Andhra University College of Engineering, also known as AU College of Engineering, is an autonomous college and extension campus of the Andhra University located at Visakhapatnam, India. It is the first Indian institution to have a Department of Chemical Engineering.

History 

The Andhra University College of Engineering was established in 1955 as the Department of Engineering by Prof. Devaguptapu Seethapathi Rao under Vice Chancellor A L Narayana. Civil Engineering, Mechanical Engineering and Electrical Engineering were the main branches in the department at this time. Rao headed the department till 1966.

In 1960, the Department of Engineering was shifted to the present North campus spread over . The Department of Chemical Technology, instituted in 1933, was shifted to the same campus in 1962, ading to the existing engineering branches.

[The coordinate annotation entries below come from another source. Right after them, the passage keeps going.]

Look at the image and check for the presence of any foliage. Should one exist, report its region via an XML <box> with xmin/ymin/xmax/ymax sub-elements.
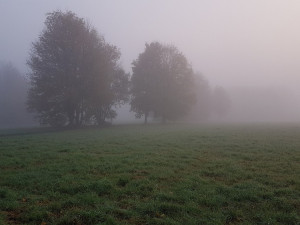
<box><xmin>0</xmin><ymin>124</ymin><xmax>300</xmax><ymax>225</ymax></box>
<box><xmin>0</xmin><ymin>63</ymin><xmax>33</xmax><ymax>128</ymax></box>
<box><xmin>131</xmin><ymin>42</ymin><xmax>195</xmax><ymax>122</ymax></box>
<box><xmin>28</xmin><ymin>11</ymin><xmax>128</xmax><ymax>126</ymax></box>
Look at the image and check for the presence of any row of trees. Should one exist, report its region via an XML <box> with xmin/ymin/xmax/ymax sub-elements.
<box><xmin>1</xmin><ymin>11</ymin><xmax>230</xmax><ymax>126</ymax></box>
<box><xmin>0</xmin><ymin>62</ymin><xmax>34</xmax><ymax>128</ymax></box>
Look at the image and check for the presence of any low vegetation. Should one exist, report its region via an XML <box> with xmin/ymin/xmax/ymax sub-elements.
<box><xmin>0</xmin><ymin>125</ymin><xmax>300</xmax><ymax>225</ymax></box>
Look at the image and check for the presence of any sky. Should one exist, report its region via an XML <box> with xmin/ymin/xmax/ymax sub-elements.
<box><xmin>0</xmin><ymin>0</ymin><xmax>300</xmax><ymax>122</ymax></box>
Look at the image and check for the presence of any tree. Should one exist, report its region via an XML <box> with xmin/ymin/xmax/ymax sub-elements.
<box><xmin>0</xmin><ymin>63</ymin><xmax>33</xmax><ymax>128</ymax></box>
<box><xmin>28</xmin><ymin>11</ymin><xmax>128</xmax><ymax>126</ymax></box>
<box><xmin>131</xmin><ymin>42</ymin><xmax>195</xmax><ymax>123</ymax></box>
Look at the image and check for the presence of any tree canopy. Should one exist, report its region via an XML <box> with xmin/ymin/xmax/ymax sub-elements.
<box><xmin>0</xmin><ymin>62</ymin><xmax>34</xmax><ymax>128</ymax></box>
<box><xmin>28</xmin><ymin>11</ymin><xmax>128</xmax><ymax>126</ymax></box>
<box><xmin>131</xmin><ymin>42</ymin><xmax>195</xmax><ymax>123</ymax></box>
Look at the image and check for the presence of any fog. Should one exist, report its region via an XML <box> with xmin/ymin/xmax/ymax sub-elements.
<box><xmin>0</xmin><ymin>0</ymin><xmax>300</xmax><ymax>125</ymax></box>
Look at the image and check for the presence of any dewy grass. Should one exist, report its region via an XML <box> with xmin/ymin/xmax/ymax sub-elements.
<box><xmin>0</xmin><ymin>125</ymin><xmax>300</xmax><ymax>225</ymax></box>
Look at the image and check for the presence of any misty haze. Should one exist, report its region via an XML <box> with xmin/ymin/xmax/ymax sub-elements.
<box><xmin>0</xmin><ymin>0</ymin><xmax>300</xmax><ymax>225</ymax></box>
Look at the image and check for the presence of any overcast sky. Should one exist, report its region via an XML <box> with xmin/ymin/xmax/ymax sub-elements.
<box><xmin>0</xmin><ymin>0</ymin><xmax>300</xmax><ymax>91</ymax></box>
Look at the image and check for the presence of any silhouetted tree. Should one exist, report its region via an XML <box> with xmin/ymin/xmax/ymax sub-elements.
<box><xmin>131</xmin><ymin>42</ymin><xmax>195</xmax><ymax>123</ymax></box>
<box><xmin>28</xmin><ymin>11</ymin><xmax>128</xmax><ymax>126</ymax></box>
<box><xmin>0</xmin><ymin>63</ymin><xmax>33</xmax><ymax>128</ymax></box>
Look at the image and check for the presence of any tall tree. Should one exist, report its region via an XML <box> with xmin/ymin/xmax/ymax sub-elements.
<box><xmin>0</xmin><ymin>63</ymin><xmax>34</xmax><ymax>128</ymax></box>
<box><xmin>28</xmin><ymin>11</ymin><xmax>128</xmax><ymax>126</ymax></box>
<box><xmin>131</xmin><ymin>42</ymin><xmax>195</xmax><ymax>123</ymax></box>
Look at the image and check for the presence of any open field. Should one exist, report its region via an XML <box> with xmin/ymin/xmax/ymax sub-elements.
<box><xmin>0</xmin><ymin>125</ymin><xmax>300</xmax><ymax>225</ymax></box>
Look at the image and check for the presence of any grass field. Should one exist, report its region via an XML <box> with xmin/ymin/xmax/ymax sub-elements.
<box><xmin>0</xmin><ymin>125</ymin><xmax>300</xmax><ymax>225</ymax></box>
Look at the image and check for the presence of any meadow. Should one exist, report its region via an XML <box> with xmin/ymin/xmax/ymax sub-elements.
<box><xmin>0</xmin><ymin>124</ymin><xmax>300</xmax><ymax>225</ymax></box>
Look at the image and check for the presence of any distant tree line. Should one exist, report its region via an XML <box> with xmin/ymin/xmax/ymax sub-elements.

In 1966, the Department of Engineering was converted into the College of Engineering (Autonomous), and became a constituent of the Andhra University.

Structure 
The College of Engineering consists of 12 engineering and four basic science departments, offering 15 undergraduate Engineering full-time programs and four undergraduate engineering part-time programs. 28 postgraduate engineering programs, an MCA program and three M.Sc. programs are also offered. All the departments run PhD programs in research. The college has Centres of Excellence carrying out research in specialized areas.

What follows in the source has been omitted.